Rookie quarterback Lamar Jackson has the Ravens in position to win the division for the first time since 2012 and end a three-year postseason drought.
Baltimore can wrap up the division by beating the resurgent Cleveland Browns on Sunday. The Ravens (9-6) paved their way with an impressive 22-10 victory over the Los Angeles Chargers and moved into first place when the Pittsburgh Steelers lost to the New Orleans Saints.
"At the beginning of the season, if we'd say that we control our destiny going into the last game to win the division, we would all sign up for that," Ravens head coach John Harbaugh said. "We're excited about that, and now we get to play a championship game."
Baltimore had won five straight in the series against the Browns before dropping a 12-9 overtime decision at Cleveland in Week 5.
The Ravens, featuring the league's most dominant defense, have since overhauled their offense with Jackson, who a year ago was preparing to play in the TaxSlayer Bowl for Louisville.
A hip injury to incumbent Joe Flacco forced Baltimore to move Jackson into the starting lineup and the former Heisman Trophy winner has responded by going 5-1 in his six starts.
"I'm just growing each and every week," Jackson said. "It's still our team, like I said before, because I'm not out there blocking. I'm just doing my part."
Jackson has rushed for 605 yards, the most among all NFL quarterbacks.
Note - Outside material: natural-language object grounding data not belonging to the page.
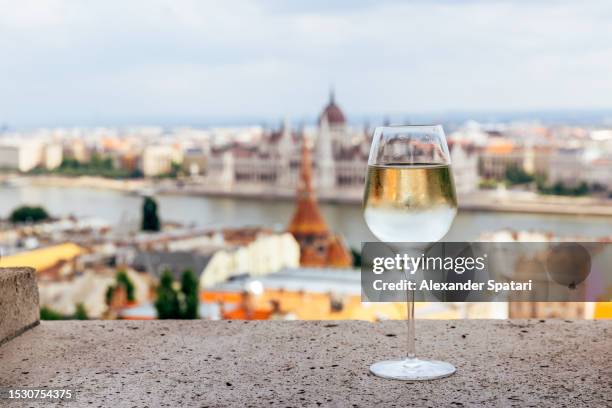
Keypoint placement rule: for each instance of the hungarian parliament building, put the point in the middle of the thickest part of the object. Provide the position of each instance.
(340, 156)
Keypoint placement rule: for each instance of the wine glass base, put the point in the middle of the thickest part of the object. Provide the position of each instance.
(412, 369)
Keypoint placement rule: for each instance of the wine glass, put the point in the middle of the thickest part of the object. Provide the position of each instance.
(410, 202)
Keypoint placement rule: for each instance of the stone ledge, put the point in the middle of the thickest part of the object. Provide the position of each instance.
(19, 310)
(236, 363)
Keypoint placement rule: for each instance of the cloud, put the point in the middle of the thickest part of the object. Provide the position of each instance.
(66, 61)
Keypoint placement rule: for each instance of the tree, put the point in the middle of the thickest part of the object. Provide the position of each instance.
(356, 257)
(28, 214)
(150, 219)
(167, 303)
(189, 288)
(121, 280)
(81, 312)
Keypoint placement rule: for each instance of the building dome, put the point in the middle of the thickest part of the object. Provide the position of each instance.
(333, 113)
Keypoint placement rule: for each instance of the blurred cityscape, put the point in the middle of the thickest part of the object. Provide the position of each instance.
(264, 222)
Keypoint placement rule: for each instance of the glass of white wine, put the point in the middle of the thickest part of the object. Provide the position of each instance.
(410, 201)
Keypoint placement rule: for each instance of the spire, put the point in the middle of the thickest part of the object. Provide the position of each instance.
(305, 186)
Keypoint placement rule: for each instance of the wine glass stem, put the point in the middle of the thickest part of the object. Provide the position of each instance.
(410, 322)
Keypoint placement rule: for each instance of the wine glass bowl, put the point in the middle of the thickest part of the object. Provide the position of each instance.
(410, 198)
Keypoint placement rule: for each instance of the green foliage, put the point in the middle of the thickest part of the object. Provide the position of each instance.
(96, 166)
(150, 219)
(28, 214)
(177, 304)
(50, 314)
(515, 175)
(123, 279)
(488, 184)
(167, 302)
(81, 312)
(560, 189)
(356, 258)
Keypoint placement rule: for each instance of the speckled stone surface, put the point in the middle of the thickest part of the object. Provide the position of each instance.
(294, 364)
(18, 301)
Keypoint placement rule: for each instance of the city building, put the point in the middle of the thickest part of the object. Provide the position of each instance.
(318, 246)
(20, 155)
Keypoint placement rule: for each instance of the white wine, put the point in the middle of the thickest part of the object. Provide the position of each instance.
(409, 203)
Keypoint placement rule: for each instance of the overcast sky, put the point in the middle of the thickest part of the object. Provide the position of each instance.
(74, 62)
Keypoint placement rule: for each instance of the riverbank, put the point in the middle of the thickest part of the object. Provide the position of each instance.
(484, 200)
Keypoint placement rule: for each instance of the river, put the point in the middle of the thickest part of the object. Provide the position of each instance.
(121, 208)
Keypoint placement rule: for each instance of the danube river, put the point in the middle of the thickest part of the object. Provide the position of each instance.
(121, 208)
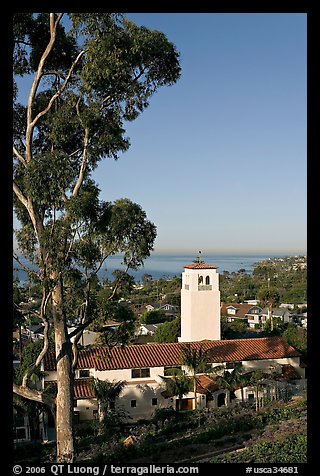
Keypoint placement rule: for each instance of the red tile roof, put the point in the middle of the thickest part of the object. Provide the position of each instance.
(241, 309)
(206, 384)
(200, 266)
(161, 355)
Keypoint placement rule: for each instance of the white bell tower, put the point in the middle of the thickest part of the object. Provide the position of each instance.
(200, 303)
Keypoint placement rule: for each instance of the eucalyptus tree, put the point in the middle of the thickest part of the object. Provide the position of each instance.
(89, 73)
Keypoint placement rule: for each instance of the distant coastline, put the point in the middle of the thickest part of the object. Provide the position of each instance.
(167, 266)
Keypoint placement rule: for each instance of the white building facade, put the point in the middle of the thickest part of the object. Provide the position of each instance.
(200, 303)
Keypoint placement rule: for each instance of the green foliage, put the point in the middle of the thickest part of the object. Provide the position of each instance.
(168, 331)
(28, 358)
(152, 317)
(297, 337)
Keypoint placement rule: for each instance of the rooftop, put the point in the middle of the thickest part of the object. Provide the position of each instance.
(160, 355)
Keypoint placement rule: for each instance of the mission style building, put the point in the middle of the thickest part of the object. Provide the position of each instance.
(141, 366)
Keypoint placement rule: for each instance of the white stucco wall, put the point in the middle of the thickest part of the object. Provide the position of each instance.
(85, 408)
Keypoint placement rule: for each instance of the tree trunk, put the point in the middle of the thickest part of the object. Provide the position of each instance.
(64, 398)
(242, 394)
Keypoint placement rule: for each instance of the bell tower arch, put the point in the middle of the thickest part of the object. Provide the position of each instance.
(200, 303)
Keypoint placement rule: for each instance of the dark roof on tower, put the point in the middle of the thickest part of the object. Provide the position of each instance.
(200, 266)
(161, 355)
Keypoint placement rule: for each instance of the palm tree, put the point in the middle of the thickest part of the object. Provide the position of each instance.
(241, 379)
(256, 380)
(195, 360)
(106, 393)
(178, 384)
(269, 297)
(227, 381)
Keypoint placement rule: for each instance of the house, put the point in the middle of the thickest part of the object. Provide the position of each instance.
(234, 311)
(142, 366)
(257, 317)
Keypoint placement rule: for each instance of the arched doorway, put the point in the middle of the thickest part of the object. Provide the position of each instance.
(221, 399)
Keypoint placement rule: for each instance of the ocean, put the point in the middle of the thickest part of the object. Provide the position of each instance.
(168, 266)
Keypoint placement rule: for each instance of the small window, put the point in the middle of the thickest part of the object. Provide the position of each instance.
(84, 373)
(140, 373)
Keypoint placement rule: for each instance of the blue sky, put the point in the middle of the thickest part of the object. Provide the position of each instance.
(219, 160)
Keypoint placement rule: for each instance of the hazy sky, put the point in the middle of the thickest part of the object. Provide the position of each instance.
(219, 160)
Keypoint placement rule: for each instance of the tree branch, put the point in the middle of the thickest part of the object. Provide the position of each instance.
(83, 163)
(34, 395)
(19, 156)
(38, 361)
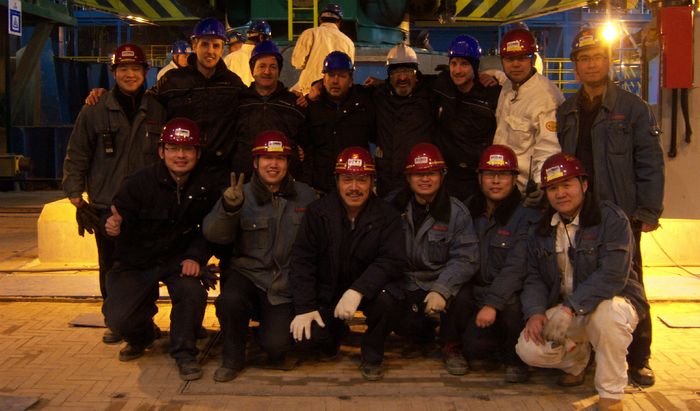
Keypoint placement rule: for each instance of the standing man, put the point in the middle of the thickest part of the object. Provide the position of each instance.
(316, 43)
(349, 249)
(260, 220)
(238, 61)
(267, 105)
(442, 251)
(466, 116)
(493, 317)
(342, 117)
(156, 218)
(180, 51)
(526, 112)
(111, 140)
(615, 135)
(581, 288)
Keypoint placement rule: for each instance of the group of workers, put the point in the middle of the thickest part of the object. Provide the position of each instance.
(507, 216)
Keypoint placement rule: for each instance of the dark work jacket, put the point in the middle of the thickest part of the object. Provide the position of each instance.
(402, 122)
(377, 256)
(257, 114)
(466, 126)
(160, 221)
(503, 249)
(210, 102)
(332, 127)
(602, 267)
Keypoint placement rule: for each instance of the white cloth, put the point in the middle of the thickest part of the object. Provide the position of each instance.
(311, 49)
(526, 122)
(239, 63)
(566, 237)
(608, 329)
(168, 67)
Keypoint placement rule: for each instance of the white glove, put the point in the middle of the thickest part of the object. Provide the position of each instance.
(556, 327)
(346, 307)
(301, 325)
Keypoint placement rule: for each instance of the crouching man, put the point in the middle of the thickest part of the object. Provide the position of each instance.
(443, 254)
(349, 249)
(580, 289)
(260, 219)
(156, 219)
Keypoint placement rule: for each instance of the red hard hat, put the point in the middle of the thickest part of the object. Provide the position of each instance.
(271, 142)
(424, 157)
(128, 54)
(559, 167)
(498, 158)
(180, 131)
(518, 42)
(354, 160)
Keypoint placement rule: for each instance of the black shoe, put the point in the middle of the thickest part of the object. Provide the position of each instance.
(131, 352)
(110, 337)
(642, 376)
(372, 372)
(189, 369)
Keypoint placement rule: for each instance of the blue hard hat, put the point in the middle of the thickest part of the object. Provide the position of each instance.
(337, 60)
(259, 27)
(181, 47)
(210, 27)
(265, 48)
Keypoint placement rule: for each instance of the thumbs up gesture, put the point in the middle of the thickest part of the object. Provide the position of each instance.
(233, 196)
(114, 223)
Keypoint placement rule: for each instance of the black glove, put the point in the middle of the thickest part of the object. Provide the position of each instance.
(208, 279)
(88, 219)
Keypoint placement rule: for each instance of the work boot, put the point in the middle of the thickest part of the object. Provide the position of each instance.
(455, 363)
(568, 380)
(372, 372)
(110, 337)
(189, 369)
(609, 404)
(642, 376)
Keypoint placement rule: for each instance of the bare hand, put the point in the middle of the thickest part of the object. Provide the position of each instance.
(114, 223)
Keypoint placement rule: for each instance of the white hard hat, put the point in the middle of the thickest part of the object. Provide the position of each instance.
(401, 54)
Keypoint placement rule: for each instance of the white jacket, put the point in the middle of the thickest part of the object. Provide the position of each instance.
(239, 63)
(527, 123)
(311, 49)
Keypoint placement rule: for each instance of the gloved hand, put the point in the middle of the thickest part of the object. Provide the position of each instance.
(233, 196)
(556, 327)
(434, 303)
(346, 307)
(88, 219)
(301, 325)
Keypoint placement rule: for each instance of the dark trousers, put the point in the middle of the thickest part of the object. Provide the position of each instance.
(131, 305)
(239, 301)
(378, 313)
(498, 339)
(639, 350)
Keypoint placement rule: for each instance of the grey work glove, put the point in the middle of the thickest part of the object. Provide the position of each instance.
(233, 196)
(556, 327)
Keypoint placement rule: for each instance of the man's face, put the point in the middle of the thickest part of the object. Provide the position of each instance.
(266, 71)
(518, 68)
(461, 71)
(337, 83)
(129, 77)
(179, 159)
(403, 80)
(497, 185)
(592, 65)
(209, 50)
(567, 196)
(271, 169)
(425, 185)
(354, 189)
In his six starts, Jackson has rushed for 466 yards, which ranks eighth overall in the NFL since Week 11. Baltimore needs to get its running game revved up to set the tone against a Cleveland defense that is ranked 29th in the league.
"They've played well all year long," Browns interim head coach Gregg Williams said of Baltimore. "They're playing great team complementary fashion. We have our work cut out for us.
"It's going to be a fist fight. It's going to be a tough hard-nosed battle. It reminds me of a lot of the old-school games that have been in this league a long time."
Baltimore was in a similar position in last season's finale, but a monumental collapse cost them a chance to reach the postseason. The Ravens surrendered a last-minute 49-yard touchdown pass on fourth down in a 31-27 defeat and are determined not to be knocked out of the playoffs again this season.
"We all have our own motivation," Baltimore cornerback Brandon Carr said. "I only have a few playoff games in my 11 years, so I have a lot of added motivation with that. But definitely, last year doesn't sit well with us. We had a prime opportunity to extend our season, and we failed at it. We didn't finish the job, so that's why this year, the art of finish is big for us.
"Just finding ways to win this game by any means necessary, emptying your tank, giving it your all, and then we'll reload for next week once we get there."
Defense has helped put the Ravens back in the playoff race. Baltimore is tied for sixth with 43 sacks on the year but one of the keys will be shutting down Browns running back Nick Chubb and making quarterback Baker Mayfield try and win the game through the air.
Chubb has been impressive and is ranked ninth in the NFL with 972 yards with eight touchdowns. Mayfield, who needs two touchdown passes to tie the league rookie record of 26 held by Peyton Manning and Russell Wilson, was named the AFC Offensive Player of the Week on Wednesday.
"He's grown. He's a good player," Harbaugh said of Mayfield. "I don't compare; who cares how much he's grown since the last time we played him? It's not our job to determine that or to measure that. Our job is to compete against him and try to stop him -- him and the whole team, and that's the challenge. Their offense revolves around the quarterback, Baker Mayfield. He's playing very well."
Cleveland has made the biggest turnaround in franchise history. After winning once in the previous two seasons and finishing 0-16 in 2017, the Browns are 7-7-1, including a 5-2 mark since Williams was named interim head coach following the firing of Hue Jackson.
"To be quite truthful, it's one of the things that I said when I came here to ownership is I wanted to help them have this feeling and I wanted to help them do that," said Williams. "I feel good about giving the opportunity for people to feel like it has been in other buildings where I've been."